Renacer
Bienvenidos, en la entrada de hoy les quiero relatar mi experiencia de sanación acerca de mi niño interior que estuvo completamente sepultado hasta que finalmente, tras suficiente trabajo de toma de consciencia, resignificación y el dejar ir las memorias traumáticas, mi esencia tuvo el suficiente espacio para surgir a la luz, y ahora permanecerá conmigo para cualquier evento que haya de presentarse. De eso estoy enormemente agradecido, porque no sabía qué podría pasar tras sanar, pero seguía obstinadamente derrumbando barreras como si no hubiese otro objetivo en la vida.
Así que aquí estamos, 1987, un bebe de meses se sostiene agarrado a las rejas de su cuna y al ver acercarse a su madre, le hace muecas y ruidos, muy emocionado por verla, sin embargo, la expresión de ella al verlo no es sino de desagrado, voltea hacia un lado para ignorarlo enfadada y en su corazón, Javier siente un terror tan grande que en su incapacidad para gestionarlo se dice a sí mismo: Yo no puedo tolerar esto, así que si esta es la forma en la que tratará a mi ser más puro, prefiero esconderlo. Y de esa forma me embarqué en una vida de vacío y carente de un núcleo donde sentir mi propia pulsación de vida, puse una máscara de "todo está bien", y sin saberlo me preparé para un porvenir muy gris.

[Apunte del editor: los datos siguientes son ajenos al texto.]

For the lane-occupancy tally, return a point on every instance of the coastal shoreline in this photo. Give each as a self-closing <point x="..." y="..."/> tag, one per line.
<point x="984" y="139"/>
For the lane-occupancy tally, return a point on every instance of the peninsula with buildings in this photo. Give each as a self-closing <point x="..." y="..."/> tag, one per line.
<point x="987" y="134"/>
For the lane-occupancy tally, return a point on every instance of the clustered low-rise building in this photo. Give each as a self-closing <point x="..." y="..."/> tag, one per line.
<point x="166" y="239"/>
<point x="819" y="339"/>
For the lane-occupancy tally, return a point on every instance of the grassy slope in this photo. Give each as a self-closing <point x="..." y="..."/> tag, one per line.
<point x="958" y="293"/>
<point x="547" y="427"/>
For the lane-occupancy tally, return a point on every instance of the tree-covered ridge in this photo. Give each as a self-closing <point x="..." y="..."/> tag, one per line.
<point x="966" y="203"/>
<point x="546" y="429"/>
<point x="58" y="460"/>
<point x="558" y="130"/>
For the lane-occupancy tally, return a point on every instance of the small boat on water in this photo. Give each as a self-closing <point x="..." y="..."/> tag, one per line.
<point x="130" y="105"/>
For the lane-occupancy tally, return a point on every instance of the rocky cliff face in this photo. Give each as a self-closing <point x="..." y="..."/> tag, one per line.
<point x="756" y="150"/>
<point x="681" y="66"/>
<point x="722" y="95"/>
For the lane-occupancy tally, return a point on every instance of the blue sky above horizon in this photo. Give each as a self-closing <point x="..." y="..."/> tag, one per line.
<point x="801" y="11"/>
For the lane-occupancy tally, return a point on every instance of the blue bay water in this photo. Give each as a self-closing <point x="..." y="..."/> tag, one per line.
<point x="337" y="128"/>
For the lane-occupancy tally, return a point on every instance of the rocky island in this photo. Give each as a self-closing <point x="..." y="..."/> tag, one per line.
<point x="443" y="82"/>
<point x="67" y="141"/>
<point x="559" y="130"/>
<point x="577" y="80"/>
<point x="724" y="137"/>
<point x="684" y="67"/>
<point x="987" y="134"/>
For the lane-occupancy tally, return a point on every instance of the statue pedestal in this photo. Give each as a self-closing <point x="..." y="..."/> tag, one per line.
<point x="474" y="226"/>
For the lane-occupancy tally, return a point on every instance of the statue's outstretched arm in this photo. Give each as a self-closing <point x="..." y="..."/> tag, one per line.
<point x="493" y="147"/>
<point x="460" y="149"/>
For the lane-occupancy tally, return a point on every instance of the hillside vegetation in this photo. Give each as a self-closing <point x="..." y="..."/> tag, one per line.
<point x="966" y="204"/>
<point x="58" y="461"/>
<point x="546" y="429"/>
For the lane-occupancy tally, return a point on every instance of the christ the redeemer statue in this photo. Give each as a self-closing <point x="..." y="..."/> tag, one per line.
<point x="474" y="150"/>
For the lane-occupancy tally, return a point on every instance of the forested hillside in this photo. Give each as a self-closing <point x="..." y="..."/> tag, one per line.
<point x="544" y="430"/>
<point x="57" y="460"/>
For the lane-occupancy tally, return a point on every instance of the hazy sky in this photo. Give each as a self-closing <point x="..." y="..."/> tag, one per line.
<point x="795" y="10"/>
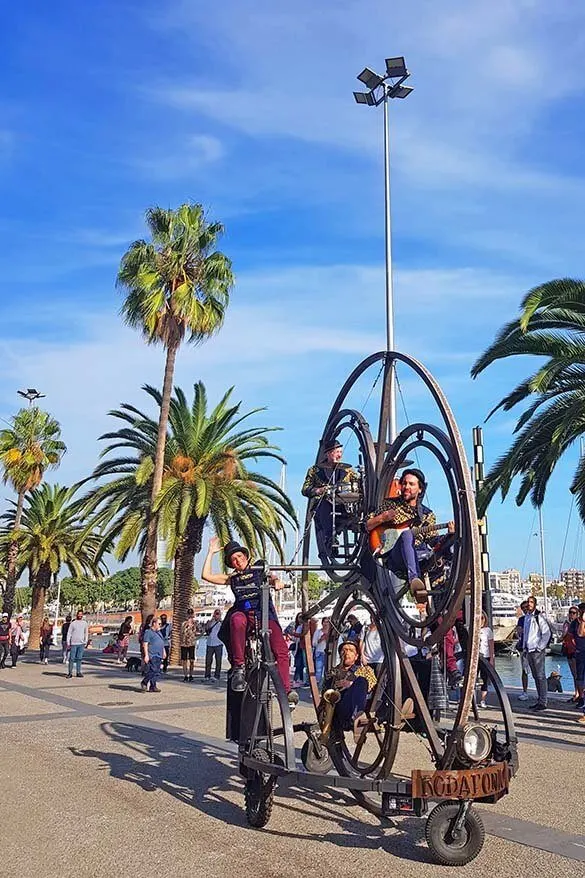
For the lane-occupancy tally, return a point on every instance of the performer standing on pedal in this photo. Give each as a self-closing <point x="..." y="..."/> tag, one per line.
<point x="328" y="474"/>
<point x="246" y="583"/>
<point x="399" y="516"/>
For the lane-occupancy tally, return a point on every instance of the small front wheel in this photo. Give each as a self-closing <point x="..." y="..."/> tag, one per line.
<point x="259" y="792"/>
<point x="452" y="847"/>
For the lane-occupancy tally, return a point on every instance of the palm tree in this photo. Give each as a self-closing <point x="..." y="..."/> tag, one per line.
<point x="205" y="478"/>
<point x="177" y="284"/>
<point x="27" y="449"/>
<point x="551" y="325"/>
<point x="53" y="532"/>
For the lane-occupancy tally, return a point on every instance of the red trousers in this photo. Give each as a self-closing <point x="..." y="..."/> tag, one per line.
<point x="240" y="624"/>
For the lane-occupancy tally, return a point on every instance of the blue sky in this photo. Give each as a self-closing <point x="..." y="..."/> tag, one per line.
<point x="105" y="110"/>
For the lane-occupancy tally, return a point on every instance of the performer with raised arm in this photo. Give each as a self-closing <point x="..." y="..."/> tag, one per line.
<point x="320" y="480"/>
<point x="406" y="528"/>
<point x="246" y="584"/>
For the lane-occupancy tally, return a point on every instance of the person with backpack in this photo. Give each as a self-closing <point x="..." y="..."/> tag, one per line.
<point x="536" y="636"/>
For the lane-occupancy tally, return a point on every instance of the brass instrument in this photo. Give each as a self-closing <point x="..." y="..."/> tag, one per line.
<point x="330" y="699"/>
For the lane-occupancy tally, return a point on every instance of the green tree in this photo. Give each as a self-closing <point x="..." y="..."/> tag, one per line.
<point x="54" y="533"/>
<point x="206" y="478"/>
<point x="30" y="446"/>
<point x="551" y="325"/>
<point x="177" y="284"/>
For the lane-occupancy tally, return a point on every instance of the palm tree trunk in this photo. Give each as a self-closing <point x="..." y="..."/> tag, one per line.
<point x="183" y="582"/>
<point x="40" y="583"/>
<point x="149" y="562"/>
<point x="12" y="558"/>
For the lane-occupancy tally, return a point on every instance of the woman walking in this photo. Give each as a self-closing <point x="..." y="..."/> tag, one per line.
<point x="16" y="640"/>
<point x="153" y="646"/>
<point x="123" y="639"/>
<point x="45" y="640"/>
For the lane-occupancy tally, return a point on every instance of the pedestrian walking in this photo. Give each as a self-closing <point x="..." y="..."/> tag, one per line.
<point x="4" y="639"/>
<point x="64" y="630"/>
<point x="320" y="637"/>
<point x="486" y="651"/>
<point x="569" y="650"/>
<point x="123" y="639"/>
<point x="536" y="635"/>
<point x="77" y="640"/>
<point x="45" y="640"/>
<point x="188" y="638"/>
<point x="153" y="646"/>
<point x="16" y="640"/>
<point x="523" y="657"/>
<point x="166" y="631"/>
<point x="577" y="629"/>
<point x="214" y="647"/>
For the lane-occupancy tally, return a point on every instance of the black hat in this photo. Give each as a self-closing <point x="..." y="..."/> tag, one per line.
<point x="230" y="549"/>
<point x="418" y="474"/>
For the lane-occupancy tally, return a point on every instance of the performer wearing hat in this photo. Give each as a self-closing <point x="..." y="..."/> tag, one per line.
<point x="399" y="515"/>
<point x="330" y="473"/>
<point x="246" y="584"/>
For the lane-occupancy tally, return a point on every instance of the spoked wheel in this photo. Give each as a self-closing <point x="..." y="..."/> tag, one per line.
<point x="453" y="838"/>
<point x="259" y="792"/>
<point x="370" y="752"/>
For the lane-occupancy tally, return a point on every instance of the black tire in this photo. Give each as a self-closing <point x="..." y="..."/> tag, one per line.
<point x="449" y="851"/>
<point x="259" y="793"/>
<point x="314" y="763"/>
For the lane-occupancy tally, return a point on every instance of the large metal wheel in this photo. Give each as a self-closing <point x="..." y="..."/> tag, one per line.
<point x="372" y="755"/>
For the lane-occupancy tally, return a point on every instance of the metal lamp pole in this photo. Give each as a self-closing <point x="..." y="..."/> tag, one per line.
<point x="380" y="90"/>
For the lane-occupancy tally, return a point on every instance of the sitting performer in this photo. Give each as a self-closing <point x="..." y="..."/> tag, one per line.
<point x="330" y="473"/>
<point x="246" y="584"/>
<point x="355" y="681"/>
<point x="399" y="515"/>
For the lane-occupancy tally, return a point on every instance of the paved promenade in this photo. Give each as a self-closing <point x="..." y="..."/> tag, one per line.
<point x="100" y="779"/>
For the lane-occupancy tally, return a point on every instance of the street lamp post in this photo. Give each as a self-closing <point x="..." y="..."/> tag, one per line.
<point x="380" y="90"/>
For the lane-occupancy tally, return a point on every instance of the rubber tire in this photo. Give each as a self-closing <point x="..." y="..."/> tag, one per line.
<point x="259" y="793"/>
<point x="438" y="826"/>
<point x="312" y="762"/>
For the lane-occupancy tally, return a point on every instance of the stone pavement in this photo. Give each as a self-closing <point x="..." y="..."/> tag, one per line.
<point x="99" y="778"/>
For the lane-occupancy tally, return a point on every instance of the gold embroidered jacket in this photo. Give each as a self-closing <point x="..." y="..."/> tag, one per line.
<point x="322" y="475"/>
<point x="416" y="516"/>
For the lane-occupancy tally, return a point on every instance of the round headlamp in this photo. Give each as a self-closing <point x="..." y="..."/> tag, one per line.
<point x="475" y="744"/>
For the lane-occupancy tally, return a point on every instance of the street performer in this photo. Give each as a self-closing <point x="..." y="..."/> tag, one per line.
<point x="320" y="480"/>
<point x="409" y="527"/>
<point x="246" y="584"/>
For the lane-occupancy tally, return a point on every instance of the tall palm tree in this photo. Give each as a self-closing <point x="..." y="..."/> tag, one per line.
<point x="177" y="284"/>
<point x="54" y="532"/>
<point x="27" y="449"/>
<point x="205" y="478"/>
<point x="551" y="325"/>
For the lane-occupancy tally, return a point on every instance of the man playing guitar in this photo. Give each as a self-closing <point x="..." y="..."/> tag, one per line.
<point x="409" y="525"/>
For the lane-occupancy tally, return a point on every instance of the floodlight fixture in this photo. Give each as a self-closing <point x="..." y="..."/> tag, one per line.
<point x="396" y="67"/>
<point x="364" y="97"/>
<point x="370" y="79"/>
<point x="31" y="393"/>
<point x="402" y="91"/>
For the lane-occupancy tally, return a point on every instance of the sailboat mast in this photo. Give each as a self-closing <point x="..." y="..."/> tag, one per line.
<point x="543" y="561"/>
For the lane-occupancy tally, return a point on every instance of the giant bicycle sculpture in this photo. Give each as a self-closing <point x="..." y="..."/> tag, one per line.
<point x="471" y="760"/>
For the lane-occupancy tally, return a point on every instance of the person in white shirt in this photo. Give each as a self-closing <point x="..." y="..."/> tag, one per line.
<point x="77" y="640"/>
<point x="320" y="638"/>
<point x="371" y="647"/>
<point x="214" y="648"/>
<point x="486" y="651"/>
<point x="536" y="635"/>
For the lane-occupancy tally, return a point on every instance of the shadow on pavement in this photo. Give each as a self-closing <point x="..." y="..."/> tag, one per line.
<point x="206" y="777"/>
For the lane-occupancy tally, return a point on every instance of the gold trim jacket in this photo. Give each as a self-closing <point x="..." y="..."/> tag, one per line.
<point x="322" y="475"/>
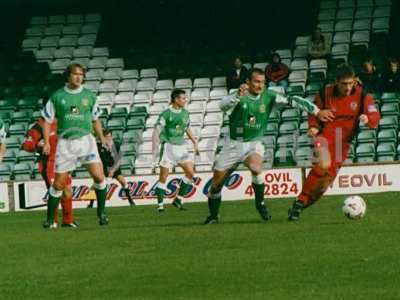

Fast forward a 2024, ya con 36 años, estableciendo una vocación para mi mismo sobre la consciencia, la meditación y llevando estos temas a otros de la mano de la empatía, descubro un video en YouTube que trata sobre liberar las memorias centrales, donde la chica comparte una explicación de cómo nos relacionamos con el mundo, lo procesamos en nuestras mentes y expresamos nuestro ser en respuesta, aparte de lo que diferencia una creencia positiva de una negativa, cierra el video llevándote a través de una meditación para observar cuáles son tus memorias que surgen tras la charla y que estás dispuesto a soltar. Yo inmediatamente me dejé mover por el recuerdo que les relaté hace un momento y la horrorosa sensación que me generó, para tras encarnarla nuevamente, y sentir cada matiz a plenitud, dejarla marcharse.
Un día después siento contento porque tras este ejercicio, mi ser ha retornado y me veo lleno de energía y júbilo por compartir todas estas y muchas otras lecciones con ustedes. El camino se ve hermoso adelante, y con gratitud, sorpresa y mucha disposición lo recorreré, y creceré al hacerlo, siempre confiando en la vida y sus planes para mí.